MDRSE	Median of the valid relative standard errors of all snapshots. A high value might indicate unstable or fluctuating results.
RSEMD	Relative standard error (see above) of the valid median observations of all snapshots. A high value might indicate either 1) unstable or fluctuating results or 2) stable changes of a high magnitude.
LC	Last significant change. The higher the value is above 1, the more strongly it represents an improvement. The lower the value is below 1, the more strongly it represents a regression.
LCDA	Days ago (relative to the report date) since the first observation for the last significant change snapshot was uploaded to the database. The distance (in terms of number of target snapshots) between the last significant change snapshot and the last target snapshot is shown in parentheses.
LCMS	Magnitude score of the last significant change. This score indicates the strength of the last signicifant change as a value ranging from 0 (weak) to 1 (strong):
LCGSS	Global separation score for the last significant change. This score indicates how well the median observation at the last significant change snapshot are separated from the median observations at all preceding snapshots in the time series. The median observation at the last base snapshot is used as the maximum separation reference. The score ranges from 0 (weak separation) to 1 (strong separation).

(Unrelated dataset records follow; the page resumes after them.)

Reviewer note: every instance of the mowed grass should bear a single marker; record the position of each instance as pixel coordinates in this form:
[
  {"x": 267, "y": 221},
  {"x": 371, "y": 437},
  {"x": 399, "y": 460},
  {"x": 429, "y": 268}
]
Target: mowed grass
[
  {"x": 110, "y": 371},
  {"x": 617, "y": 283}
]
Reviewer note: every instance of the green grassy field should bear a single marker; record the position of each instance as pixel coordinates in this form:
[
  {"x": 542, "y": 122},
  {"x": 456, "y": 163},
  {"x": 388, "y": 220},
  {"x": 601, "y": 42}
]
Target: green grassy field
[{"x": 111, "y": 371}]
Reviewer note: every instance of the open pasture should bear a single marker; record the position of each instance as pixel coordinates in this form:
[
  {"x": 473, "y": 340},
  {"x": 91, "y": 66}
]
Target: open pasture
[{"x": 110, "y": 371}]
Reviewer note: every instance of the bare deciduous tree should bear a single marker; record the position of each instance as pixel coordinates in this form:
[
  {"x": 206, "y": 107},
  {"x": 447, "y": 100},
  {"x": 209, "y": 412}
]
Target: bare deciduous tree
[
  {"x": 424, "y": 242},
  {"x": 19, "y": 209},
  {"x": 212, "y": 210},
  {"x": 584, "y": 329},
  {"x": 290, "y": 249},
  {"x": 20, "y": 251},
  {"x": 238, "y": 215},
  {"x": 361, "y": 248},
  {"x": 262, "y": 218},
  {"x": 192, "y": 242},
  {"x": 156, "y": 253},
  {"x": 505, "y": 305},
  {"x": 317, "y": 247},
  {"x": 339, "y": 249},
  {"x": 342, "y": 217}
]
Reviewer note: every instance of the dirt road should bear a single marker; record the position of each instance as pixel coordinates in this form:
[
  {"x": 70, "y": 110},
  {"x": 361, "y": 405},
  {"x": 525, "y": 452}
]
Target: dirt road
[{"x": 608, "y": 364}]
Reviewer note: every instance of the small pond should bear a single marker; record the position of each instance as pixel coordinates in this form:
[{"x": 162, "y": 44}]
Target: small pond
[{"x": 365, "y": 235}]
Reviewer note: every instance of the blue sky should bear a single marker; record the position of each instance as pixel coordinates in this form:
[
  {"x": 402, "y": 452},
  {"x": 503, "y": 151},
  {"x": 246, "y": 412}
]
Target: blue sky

This score roughly measures how close the median observation at the last significant change is to represent an "all time high(low)" up to this point in the history.
LCLSS	Local separation score for the last significant change. This score indicates how well the median observations on each side of the last significant change snapshot are separated from each other. Snapshots before the last base snapshot are not considered. The median observation at the base snapshot is used as the maximum separation reference. The score ranges from 0 (weak separation) to 1 (strong separation).
LCDS1	Durability score 1 for the last significant change. This score indicates the distance (in terms of number of snapshots) from the last significant change to its base snapshot. The score ranges from 0 (weak durability) to 1 (strong durability) and is scaled against the min/max durability tolerances. This score measures for how long the median observation stayed near the base value until the last significant change occurred.
LCDS2	Durability score 2 for the last significant change. This score indicates the distance (in terms of number of snapshots) from the last significant change to the end of the time series. The score ranges from 0 (weak durability) to 1 (strong durability) and is scaled against the min/max durability tolerances. This score measures for how long the median observation at the last significant change has stayed essentially the same.
LCSS	Stability score for the last significant change: LCMS * LCGSS * LCLSS * LCDS1 * LCDS2 The higher this score, the higher the likelihood that the last significant change is or will become permanent.
LCSS1	Stability score for the last significant change that does not consider the history after the latter: LCMS * LCGSS * LCLSS * LCDS1 The higher this score, the higher the likelihood that the last signicifant change is or will become permanent, but since LCDS2 is omitted from the product, a high LCSS1 is more likely to be caused by an outlier than a high LCSS!

Benchmark and metric

The benchmark name consists of three subnames and is formatted like this:

<subname 1>:<subname 2>(<subname 3>)

The subnames can essentially be anything not containing the characters ':', '(', and ')'. Only subname 3 may contain whitespace. For benchmark results generated by QTestLib, the subnames always correspond to test case, test function, and data tag respectively.

The metric name is one of a set of predefined metric names, each of which is classified as either "lower is better" (like walltime) or "higher is better" (like fps).

Time Series Plot

Snapshots and main graph

Significant changes

Sample size

Non-positive observations

Invalid observations

Statistical dispersion

Statistical dispersion in a time series is measured in terms of relative standard error (RSE).

Missing data

Snapshot details

When clicking on a snapshot in the plot, the two tables below the plot are filled with various details about the selected snapshot.